Regierungskrise in Island "Ihr seid gefeuert"
Ein Rücktritt der isländischen Regierung wird immer wahrscheinlicher. Selbst die regierenden Parteien rechnen mit baldigen Neuwahlen. Ungeachtet dessen dauern die Proteste an. Gestern Nacht wurden erstmals Menschen verletzt, der Ministerpräsident flüchtete unter Polizeischutz.
In dem von der Finanzkrise besonders schwer getroffenen Island wird ein Rücktritt der Regierung immer wahrscheinlicher. Die mit der konservativen Partei von Ministerpräsident Geir Haarde regierenden Sozialdemokraten verlangten Neuwahlen im Mai. Haarde und andere führende Vertreter der Konservativen erklärten, sie würden Wahlen "noch in diesem Jahr" nicht im Wege stehen.

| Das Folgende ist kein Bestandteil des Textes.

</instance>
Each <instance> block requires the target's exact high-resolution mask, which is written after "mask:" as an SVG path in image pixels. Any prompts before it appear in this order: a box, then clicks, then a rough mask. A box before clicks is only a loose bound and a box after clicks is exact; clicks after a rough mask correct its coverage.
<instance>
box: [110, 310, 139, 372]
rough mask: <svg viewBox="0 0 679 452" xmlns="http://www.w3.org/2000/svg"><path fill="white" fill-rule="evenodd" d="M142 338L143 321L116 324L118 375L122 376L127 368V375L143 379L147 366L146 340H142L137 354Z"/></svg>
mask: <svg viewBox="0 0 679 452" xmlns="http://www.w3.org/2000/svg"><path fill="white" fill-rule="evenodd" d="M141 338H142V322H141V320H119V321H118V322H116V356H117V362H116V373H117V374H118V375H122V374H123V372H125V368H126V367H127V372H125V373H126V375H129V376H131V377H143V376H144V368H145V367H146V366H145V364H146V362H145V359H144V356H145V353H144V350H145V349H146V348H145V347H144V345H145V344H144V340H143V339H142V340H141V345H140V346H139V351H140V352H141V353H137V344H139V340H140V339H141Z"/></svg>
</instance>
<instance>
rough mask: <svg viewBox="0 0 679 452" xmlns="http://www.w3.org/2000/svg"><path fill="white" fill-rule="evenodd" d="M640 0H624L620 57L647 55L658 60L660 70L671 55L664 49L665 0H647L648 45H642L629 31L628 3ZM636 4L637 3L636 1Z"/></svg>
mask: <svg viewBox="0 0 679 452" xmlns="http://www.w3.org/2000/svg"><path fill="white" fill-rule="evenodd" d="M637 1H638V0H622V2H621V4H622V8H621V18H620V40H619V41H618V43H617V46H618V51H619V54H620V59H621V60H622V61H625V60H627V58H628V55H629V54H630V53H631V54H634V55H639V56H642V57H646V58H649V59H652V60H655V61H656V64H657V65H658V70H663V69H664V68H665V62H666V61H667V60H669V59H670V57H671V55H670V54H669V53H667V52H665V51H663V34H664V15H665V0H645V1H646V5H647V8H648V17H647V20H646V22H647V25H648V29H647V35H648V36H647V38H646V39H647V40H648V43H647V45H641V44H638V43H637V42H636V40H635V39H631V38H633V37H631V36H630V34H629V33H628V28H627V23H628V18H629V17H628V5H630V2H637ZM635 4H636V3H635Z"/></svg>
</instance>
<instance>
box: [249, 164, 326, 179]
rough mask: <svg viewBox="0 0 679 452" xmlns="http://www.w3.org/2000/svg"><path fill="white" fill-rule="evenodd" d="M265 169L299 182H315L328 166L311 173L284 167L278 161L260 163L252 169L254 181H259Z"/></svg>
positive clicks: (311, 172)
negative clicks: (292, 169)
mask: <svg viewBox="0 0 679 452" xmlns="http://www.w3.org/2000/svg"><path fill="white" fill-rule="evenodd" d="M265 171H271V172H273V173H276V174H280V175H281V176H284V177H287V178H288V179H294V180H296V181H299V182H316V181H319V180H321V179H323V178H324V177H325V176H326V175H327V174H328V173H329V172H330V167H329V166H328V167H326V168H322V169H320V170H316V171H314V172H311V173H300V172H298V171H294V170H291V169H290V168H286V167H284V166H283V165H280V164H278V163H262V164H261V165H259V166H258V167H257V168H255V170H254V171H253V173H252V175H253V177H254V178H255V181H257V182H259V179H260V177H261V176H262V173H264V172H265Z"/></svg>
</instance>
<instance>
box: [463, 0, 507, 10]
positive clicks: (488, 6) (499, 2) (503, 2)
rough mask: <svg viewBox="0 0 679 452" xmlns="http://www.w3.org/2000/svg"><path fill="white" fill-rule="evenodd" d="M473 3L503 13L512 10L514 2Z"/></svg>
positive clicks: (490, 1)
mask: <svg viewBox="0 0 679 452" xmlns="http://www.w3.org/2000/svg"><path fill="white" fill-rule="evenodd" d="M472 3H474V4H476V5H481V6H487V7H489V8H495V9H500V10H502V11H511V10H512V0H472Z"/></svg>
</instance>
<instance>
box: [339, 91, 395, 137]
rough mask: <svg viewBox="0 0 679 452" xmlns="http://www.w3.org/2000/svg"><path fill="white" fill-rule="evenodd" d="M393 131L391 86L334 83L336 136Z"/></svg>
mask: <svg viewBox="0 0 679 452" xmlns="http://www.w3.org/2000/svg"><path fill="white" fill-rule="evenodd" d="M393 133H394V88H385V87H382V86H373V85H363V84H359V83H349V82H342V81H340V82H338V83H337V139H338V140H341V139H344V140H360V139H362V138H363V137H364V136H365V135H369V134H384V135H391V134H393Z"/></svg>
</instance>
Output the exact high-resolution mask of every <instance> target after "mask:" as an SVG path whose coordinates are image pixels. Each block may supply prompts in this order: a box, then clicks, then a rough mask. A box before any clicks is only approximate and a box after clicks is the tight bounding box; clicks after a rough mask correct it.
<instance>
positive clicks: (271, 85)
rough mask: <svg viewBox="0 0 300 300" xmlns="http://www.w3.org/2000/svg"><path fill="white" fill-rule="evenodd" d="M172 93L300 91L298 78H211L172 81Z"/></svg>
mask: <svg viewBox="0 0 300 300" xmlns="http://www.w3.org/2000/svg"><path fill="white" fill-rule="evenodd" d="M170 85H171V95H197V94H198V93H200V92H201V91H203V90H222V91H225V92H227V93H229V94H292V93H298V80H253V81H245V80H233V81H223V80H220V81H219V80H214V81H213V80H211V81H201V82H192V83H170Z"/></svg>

Demonstranten stürmen Sitzung
Die Sozialdemokraten in Islands Hauptstadt mussten gestern Abend Beschimpfungen von Demonstranten im Sitzungssaal über sich ergehen lassen. "Ihr seid gefeuert", schrien zornige Isländer ihren Ministern bei der Stürmung einer Sitzung ins Gesicht. Im Anschluss erfüllten die Sozialdemokraten dennoch die wichtigste Forderung der Demonstranten: Sie sprachen sich für vorzeitige Neuwahlen im Mai aus. Die Menge jubelte und zog weiter zum Parlament. Dort wurden zwei Polizisten leicht verletzt. Die Beamten waren mit Tränengas gegen die bis zu 2000 Demonstranten vorgegangen. Wie der Rundfunksender RUV meldete, wurde ein Polizist vor dem Parlamentsgebäude in Reykjavik von einem Stein am Kopf getroffen und in ein Krankenhaus eingeliefert. Mehrere Demonstranten mussten nach dem Einsatz von Tränengas durch die Polizei ebenfalls stationär behandelt werden.
Ministerpräsident flüchtet unter Polizeischutz
Derart heftige Auseinandersetzungen zwischen einer großen Menschenmenge und der Polizei wie momentan hat die kleine Inselrepublik im Atlantik mit ihren 320.000 Einwohnern seit dem NATO-Beitritt 1949 nicht erlebt. Selbst Ministerpräsident Haarde musste am Mittwoch unter Polizeischutz flüchten, als er beim Verlassen seines Amtssitzes mit Eiern und Schneebällen beworfen wurde.
Wut über die Finanzkrise
Die Demonstranten machen die Regierung wegen ihrer Finanzpolitik mitverantwortlich für den verheerenden Banken-Crash im Herbst 2008. Nach dem Zusammenbruch der drei größten Banken konnte ein drohender Staatsbankrott nur durch Kredite des Internationalen Währungsfonds (IWF) und befreundeter Staaten abgewendet werden. Seitdem ist die Arbeitslosigkeit auf Island massiv gestiegen.